Although we can increasingly explain the human body in terms of structure and function, there is no good scientific theory of consciousness on the horizon. And if we can explain everything about a human being except conscience, well, we haven’t explained, say, the difference between Jane and Zombie-Jane, which humans generally agree is important.

As Louise explains in her short article, “The stakes are high. If there can be no scientific explanation for conscious experience, it shows that physicalism is wrong. One problem is that science explains phenomena in the third person, but consciousness is a first person phenomenon. She then goes into much more detailed logical and philosophical details, but here’s the gist:

When you move your body to the refrigerator in response to a craving for a snack, or take medication in response to pain, or lock doors out of fear of burglars, there is no causal link between these conscious states and them. physical effects of your body moving. This point of view is not fatal to physicalist theory, but it puts it under vital assistance. Our mental states cause actions that are constantly shifting matter, giving us a lot of evidence that this is true. Any argument that these powers are illusory will have to be stronger than our confidence in our conscious states to get our bodies moving.

Prudence Louise, “The Incredibly Difficult Problem of Consciousness” at Average (October 30, 3021)

Physicalism took root in a mechanistic view of the universe, initiated by Isaac Newton. And even before the Zombie appeared, this view was already challenged by quantum mechanics, in which the conscious observer plays a key role in what is going on. But, for scientists, physicalism isn’t the only game in town:

Alternative metaphysics, like idealism, substance dualism, or panpsychism, all avoid the difficult problem by denying causal closure. They accept the observation that consciousness is not physical and that it is causally effective, which means that the causal closure must be wrong. Unlike observations of consciousness and its causal powers, causal closure is not based on observations of the world. It is a metaphysical commitment. Physicalism faces a problem created by its philosophical commitments in conflict with our observations of the world.

Prudence Louise, “The Incredibly Difficult Problem of Consciousness” at Average (October 30, 3021)

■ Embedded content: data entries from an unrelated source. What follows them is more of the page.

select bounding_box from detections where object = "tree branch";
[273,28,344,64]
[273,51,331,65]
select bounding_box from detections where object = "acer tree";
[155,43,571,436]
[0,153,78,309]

Of the three alternatives Louise lists, panpsychism seems to be the one many scientists turn to. Instead of “nothing is conscious,” many now think that everything is conscious. Most recently, prominent biochemist James Shapiro titled an article “All Living Cells Are Cognitive”. And the eminent neuroscientist Antonio Damasio proposed that viruses possess a certain type of intelligence. Other well-known scientists argue that electrons have a rudimentary mind.

In response to criticism from physicists Sabine Hossenfelder and Sean Carroll, philosopher Philip Goff points out that panpsychism is not in conflict with physics. It offers a simpler view of physics than dualism, with fewer shortcomings than materialism (including physicalism).

Essentially, panpsychism offers scientists a way to approach human consciousness as it is currently understood, without explaining it as an illusion. This would allow them to say that if Zombie-Jane existed, she would be missing something critical that Jane has (and everything in between, at least to some extent).

Whether this advantage makes panpsychism a better explanation of reality than idealism or dualism is a separate question. Each of these views has its own issues, but the Zombie is not one of them.

You can also read: Theoretical physicist slams panpsychism Electrons cannot be aware of Sabine Hossenfelder’s point of view because they cannot change their behavior. Hossenfelder’s impatience is understandable, but it underestimates the seriousness of the problem facing serious thinkers of conscience. There’s a reason some scientists believe the universe is conscious: It would be logically more consistent to say that you think the universe is conscious than to say your own consciousness is an illusion. With the first idea, you could be wrong. With the second idea, you are nothing.